Assets managed by the world’s largest 500 fund managers rose by over just 2% in 2014 to reach a new high of US$78.1 trillion, compared to US$76.4 trillion the year before.

The Pensions & Investments/Towers Watson World 500 research shows that asset managers have added almost US$30 trillion globally since 2004, despite growth slowing to its lowest rate for a decade.

For the first time there has been asset growth at the very large and smaller ends of the size spectrum, but not much in the middle. The big passive houses are the beneficiaries at the large end, while smaller managers are attracting a greater proportion of active mandates as they ‘resource up’ and become more competitive.

This is the longest period of (almost) uninterrupted asset growth since the research began, albeit growth has slowed dramatically recently. However, headwinds persist not only from markets and the medium-term outlook for the global economy but also regarding asset management’s perceived value proposition and its general role in society.

This challenging environment also presents an opportunity for innovative and adaptable investment companies to stand out and we have seen greater flexibility and willingness to engage with these issues than ever before. This is not only welcome, but essential, otherwise the industry is likely to have change thrust upon it.

The main points from this year’s survey are:

Total assets under management of the 500 managers included in the ranking totalled US$78.1 trillion at the end of 2014, up 2.1% from the end of 2013.

BlackRock has retained its position as the largest asset manager in the ranking for the past five years. Vanguard remains in second position while State Street has moved up the ranking by one position, displacing Allianz which has fallen from third to fourth position.

Assets under management for North American firms were US$44.5 trillion at the end of 2014, an increase of 5.8% from the previous year. Assets managed by European managers decreased by 1.5%, to US$25.9 trillion, despite growth of 18.6% from UK-based firms taking their assets to US$6.8 trillion.

Japanese managers ended 2014 with US$3.9 trillion, a decrease in assets of 14.4% during 2014.

The top 20 managers’ share of the total assets increased marginally from 41.0% to 41.6%, having assets of US$32.5 trillion. Similarly the bottom 250 managers’ share of total assets increased from 5.7% to 6.0%, having assets of US$4.7 trillion.

US managers in the top 20 managed 65.5% of total AUM for that group, while European managers had a share of 34.5%. No Japanese companies made it into the top 20 this year.

Independent asset managers accounted for the majority (nine) of the top 20 ranked members, with banks second with eight members and only three managers are insurer-owned.
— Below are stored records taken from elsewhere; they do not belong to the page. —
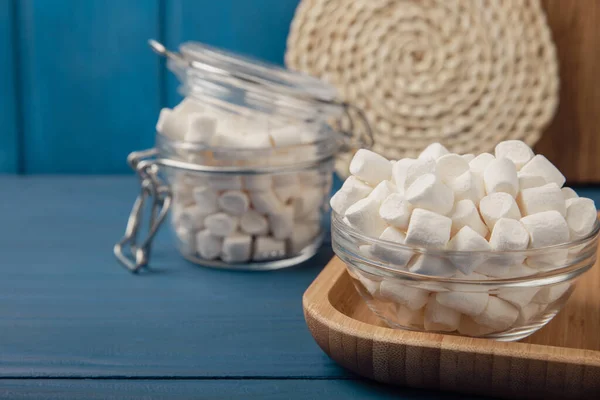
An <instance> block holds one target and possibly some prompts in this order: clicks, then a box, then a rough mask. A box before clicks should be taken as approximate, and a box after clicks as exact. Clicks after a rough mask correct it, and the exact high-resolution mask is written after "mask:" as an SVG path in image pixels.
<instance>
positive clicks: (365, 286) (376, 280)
mask: <svg viewBox="0 0 600 400" xmlns="http://www.w3.org/2000/svg"><path fill="white" fill-rule="evenodd" d="M352 276H353V277H355V278H356V279H357V280H358V281H359V282H360V285H361V286H362V288H363V289H365V290H366V291H367V292H368V293H369V294H370V295H371V296H374V295H376V294H377V293H378V292H379V284H380V281H377V280H374V279H372V278H371V277H367V276H365V275H362V274H361V272H359V271H357V272H355V273H353V274H352Z"/></svg>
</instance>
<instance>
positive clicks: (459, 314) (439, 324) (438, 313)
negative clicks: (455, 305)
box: [425, 296, 460, 332]
mask: <svg viewBox="0 0 600 400" xmlns="http://www.w3.org/2000/svg"><path fill="white" fill-rule="evenodd" d="M459 324H460V313H459V312H457V311H455V310H453V309H451V308H447V307H444V306H443V305H441V304H440V303H438V302H437V301H436V300H435V298H434V297H433V296H432V297H431V298H430V299H429V301H428V302H427V306H426V307H425V329H427V330H428V331H441V332H452V331H455V330H457V329H458V326H459Z"/></svg>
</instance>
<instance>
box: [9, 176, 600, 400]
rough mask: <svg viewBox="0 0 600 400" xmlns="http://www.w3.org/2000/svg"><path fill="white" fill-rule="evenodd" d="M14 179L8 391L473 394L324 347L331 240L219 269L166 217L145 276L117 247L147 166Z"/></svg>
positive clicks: (66, 392)
mask: <svg viewBox="0 0 600 400" xmlns="http://www.w3.org/2000/svg"><path fill="white" fill-rule="evenodd" d="M0 184H1V187H2V200H3V201H2V203H1V204H2V205H1V207H2V212H1V214H0V221H1V223H2V230H1V231H0V232H1V233H0V260H1V262H0V273H1V274H0V299H1V300H0V397H2V398H43V399H54V398H112V397H114V398H149V397H150V398H152V397H157V398H164V397H166V396H171V397H176V398H188V397H189V398H211V399H215V398H244V399H248V398H274V399H275V398H276V399H281V398H290V399H310V398H323V397H325V396H327V397H330V398H336V397H343V398H378V399H379V398H381V399H385V398H403V399H430V398H431V399H432V398H442V399H451V398H463V397H460V396H458V395H452V394H443V393H432V392H426V391H422V390H413V389H407V388H390V387H386V386H383V385H379V384H377V383H373V382H369V381H365V380H362V379H361V378H359V377H357V376H355V375H352V374H351V373H349V372H348V371H346V370H344V369H342V368H340V367H338V366H337V365H336V364H335V363H334V362H333V361H332V360H330V359H329V358H328V357H327V356H326V355H325V354H324V353H323V352H322V351H321V350H320V349H319V347H318V346H317V345H316V344H315V342H314V341H313V338H312V337H311V335H310V333H309V331H308V329H307V327H306V325H305V323H304V318H303V315H302V304H301V298H302V293H303V292H304V290H305V289H306V287H307V286H308V285H309V284H310V282H311V281H312V280H313V279H314V278H315V276H316V275H317V274H318V273H319V271H320V270H321V269H322V267H323V266H324V265H325V264H326V263H327V261H328V260H329V259H330V257H331V256H332V251H331V249H330V248H327V246H325V247H324V248H323V249H322V250H321V251H320V252H319V254H318V255H317V256H316V257H315V258H313V259H312V260H310V261H309V262H307V263H305V264H304V265H301V266H299V267H297V268H292V269H288V270H282V271H274V272H267V273H256V272H254V273H246V272H232V271H218V270H213V269H208V268H201V267H197V266H194V265H193V264H191V263H189V262H187V261H184V260H183V259H182V258H181V257H180V256H179V255H178V253H177V251H176V250H175V248H174V247H173V245H172V243H171V241H170V237H169V235H168V233H167V232H166V230H163V231H162V232H161V233H160V234H159V236H158V238H157V240H156V245H155V247H154V258H153V260H152V265H153V266H154V268H153V269H152V272H149V273H143V274H141V275H139V276H133V275H131V274H130V273H128V272H127V271H125V270H124V269H123V268H121V267H120V266H119V265H118V264H117V262H116V261H115V260H114V258H113V255H112V245H113V243H114V242H115V240H117V239H118V238H119V237H120V236H121V234H122V231H123V228H124V225H125V221H126V219H127V216H128V213H129V209H130V206H131V203H132V201H133V199H134V197H135V195H136V192H137V181H136V180H135V179H134V178H133V177H69V176H63V177H50V176H47V177H1V178H0ZM586 194H587V195H590V194H591V195H592V196H593V197H598V196H597V195H598V192H587V193H586Z"/></svg>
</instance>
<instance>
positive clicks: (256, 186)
mask: <svg viewBox="0 0 600 400" xmlns="http://www.w3.org/2000/svg"><path fill="white" fill-rule="evenodd" d="M242 185H243V187H244V189H246V190H269V189H270V188H271V187H272V186H273V179H272V178H271V177H270V176H269V175H248V176H244V177H243V178H242Z"/></svg>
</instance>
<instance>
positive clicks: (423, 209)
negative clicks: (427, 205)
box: [405, 208, 452, 249]
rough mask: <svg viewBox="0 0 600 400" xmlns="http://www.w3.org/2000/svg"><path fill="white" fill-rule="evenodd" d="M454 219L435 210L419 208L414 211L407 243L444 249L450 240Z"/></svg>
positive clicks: (434, 248)
mask: <svg viewBox="0 0 600 400" xmlns="http://www.w3.org/2000/svg"><path fill="white" fill-rule="evenodd" d="M451 227H452V220H451V219H450V218H448V217H445V216H443V215H440V214H436V213H434V212H431V211H428V210H424V209H421V208H417V209H415V210H414V211H413V213H412V216H411V218H410V223H409V224H408V231H407V232H406V240H405V243H406V244H408V245H412V246H419V247H426V248H432V249H443V248H444V247H445V246H446V244H447V243H448V240H450V229H451Z"/></svg>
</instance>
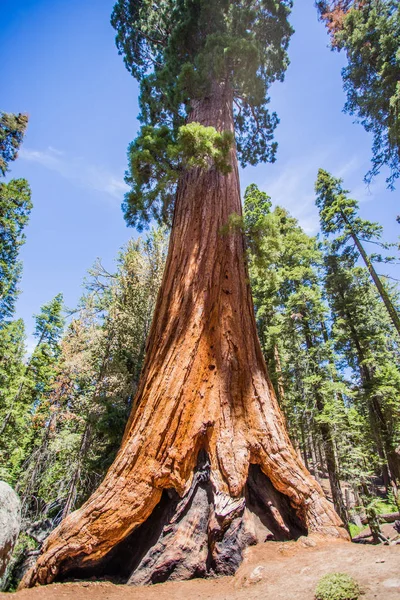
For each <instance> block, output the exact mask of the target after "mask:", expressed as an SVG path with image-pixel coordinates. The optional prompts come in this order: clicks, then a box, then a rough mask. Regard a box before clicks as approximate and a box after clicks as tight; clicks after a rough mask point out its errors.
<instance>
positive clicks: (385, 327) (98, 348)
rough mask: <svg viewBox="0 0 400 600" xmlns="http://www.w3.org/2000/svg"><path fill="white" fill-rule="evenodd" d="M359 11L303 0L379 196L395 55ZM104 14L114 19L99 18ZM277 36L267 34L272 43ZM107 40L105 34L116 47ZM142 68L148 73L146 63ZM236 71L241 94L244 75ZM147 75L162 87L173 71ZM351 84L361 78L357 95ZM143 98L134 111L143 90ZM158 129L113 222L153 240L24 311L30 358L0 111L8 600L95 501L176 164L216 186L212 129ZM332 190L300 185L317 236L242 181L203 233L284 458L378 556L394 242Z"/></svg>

This has been the case since 2012.

Assets under management of managers from developing countries increased from 3.0% in 2013 to 3.4% in 2014.

The majority of total assets are actively managed and grew at a slower rate than passive assets during 2014.

Traditional asset classes of equity and fixed income continue to make up the majority of assets: 79.4% of all assets (45.3% equity, 34.1% fixed income), an increase of 12.3% during 2014 to US$37.3 trillion.